The Coeur d’Alene Tribe doesn’t claim to have all the answers. But the Coeur d’Alene Tribe knows one thing for sure. Procedures and strategies put in place before the recession at the Coeur d’Alene Casino Resort in Idaho paid off. To prove it, take a look at the resort’s highly acclaimed Circling Raven Golf Club, where teesheets have remained nearly at capacity throughout the summer. Further evidence is provided between the casino and golf course, which are eagerly working on an $85 million expansion project. Despite groundbreaking that took a beating in the middle of the country’s economic downturn, the project is well ahead of schedule, which is scheduled to take place in the spring of 2011.

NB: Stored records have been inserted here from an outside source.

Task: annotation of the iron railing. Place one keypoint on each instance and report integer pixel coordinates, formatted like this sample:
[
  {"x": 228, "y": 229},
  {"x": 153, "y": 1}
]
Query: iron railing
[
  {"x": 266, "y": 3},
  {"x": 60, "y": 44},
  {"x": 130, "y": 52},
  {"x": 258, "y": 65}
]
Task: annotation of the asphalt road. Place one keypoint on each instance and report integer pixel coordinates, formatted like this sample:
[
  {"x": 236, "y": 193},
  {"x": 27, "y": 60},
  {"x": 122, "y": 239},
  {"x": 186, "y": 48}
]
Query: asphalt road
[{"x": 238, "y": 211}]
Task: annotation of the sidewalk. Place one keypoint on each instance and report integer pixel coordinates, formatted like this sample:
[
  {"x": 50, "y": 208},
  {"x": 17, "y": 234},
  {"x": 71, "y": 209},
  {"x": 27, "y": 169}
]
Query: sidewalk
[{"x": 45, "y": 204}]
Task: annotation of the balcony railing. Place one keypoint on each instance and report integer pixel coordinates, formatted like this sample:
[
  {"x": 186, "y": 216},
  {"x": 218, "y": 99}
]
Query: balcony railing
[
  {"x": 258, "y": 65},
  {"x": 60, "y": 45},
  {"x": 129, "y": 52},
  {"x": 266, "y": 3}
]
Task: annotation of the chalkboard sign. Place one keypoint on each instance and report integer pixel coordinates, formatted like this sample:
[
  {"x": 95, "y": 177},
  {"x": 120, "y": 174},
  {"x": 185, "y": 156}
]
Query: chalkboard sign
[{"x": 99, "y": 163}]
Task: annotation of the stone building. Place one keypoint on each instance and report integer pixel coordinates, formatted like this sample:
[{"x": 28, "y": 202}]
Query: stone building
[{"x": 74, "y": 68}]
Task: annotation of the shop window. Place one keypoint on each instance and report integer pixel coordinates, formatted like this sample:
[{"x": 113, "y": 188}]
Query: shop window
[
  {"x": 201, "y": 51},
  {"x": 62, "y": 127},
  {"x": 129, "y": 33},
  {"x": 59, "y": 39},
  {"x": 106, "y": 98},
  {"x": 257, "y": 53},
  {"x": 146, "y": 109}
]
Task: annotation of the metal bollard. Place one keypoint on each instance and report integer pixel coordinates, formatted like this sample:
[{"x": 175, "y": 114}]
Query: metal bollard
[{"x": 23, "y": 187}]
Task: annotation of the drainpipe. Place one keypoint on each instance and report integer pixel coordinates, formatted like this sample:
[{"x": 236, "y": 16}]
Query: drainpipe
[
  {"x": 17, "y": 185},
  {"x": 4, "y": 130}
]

“We have tremendous confidence in the future of the reserve here and across the Inland Northwest,” said Coeur d’Alene Chairman Allen. “This expansion is a strong statement of its effectiveness. We are committed to long-term success and sustainability in this economy.” Of course, having top-quality golf courses to serve as major attractions has definitely helped with the problem. Since opening its first full season in 2004, Circling Raven has continued to climb the rankings of major golf magazines, from the “Top 100 available courses” to “resort courses” and “casino courses.” Reservations for the course have increased by more than 15 percent compared to last year, and its success has played an important role in the resort’s sustainable development. 메이저 토토사이트

And the Kurdaleneas are not alone. Other tribal nations across the country are using golf as a stepping stone for growth and prosperity, two words that have virtually never existed elsewhere in the industry. A similar development was recently completed at the Little Creek Casino Resort in Shelton, Washington, owned and operated by the Squash Island Tribe. The resort doubles the capacity for 190 rooms, adding to the appeal of an Indian-style gaming casino that features more than 1,000 slots and table games. In addition, the new Skikum Creek Event Center is a 22,500-square-foot field venue that hosts live concerts, comedy performances, and cage fights.

And in spring 2011, another big part of the project is expected to be completed with the release of the new Salish Cliffs Golf Club. Industry experts who previewed Jean Bates’ design have already touted the golf club as a chance to earn “class-best” honors. Then there is the Island Resort & Casino, located on the Upper Peninsula of Michigan. The resort, two hours north of Green Bay, is owned and operated by the Hannaville Indian Community of Potawatomi Nation. The property survived tough economic times and added Sweetgrass Golf Club last year. The resort’s newest amenities immediately earned national acclaim, including a spot on Golf Digest’s list of “America’s Best New Courses.” The par-72, 7,300-yard Paul Albanese Championship design also rose to No. 14 on Golf Week’s Best Play-to-In-State list, six spots higher than 2009.

“This course really opened up a new market for us,” says Tom McChesney, general manager of Sweetgrass’ Island Resort & Casino, which made Golfweek’s top 10 new public courses list in 2009 and had the second-lowest green fee of all the courses listed. “When we started building Sweetgrass nearly five years ago, we had no idea what was going to happen to the economy. The addition of Sweetgrass allows us to add another great product to our customers while also providing the complex with much-needed growth opportunities.”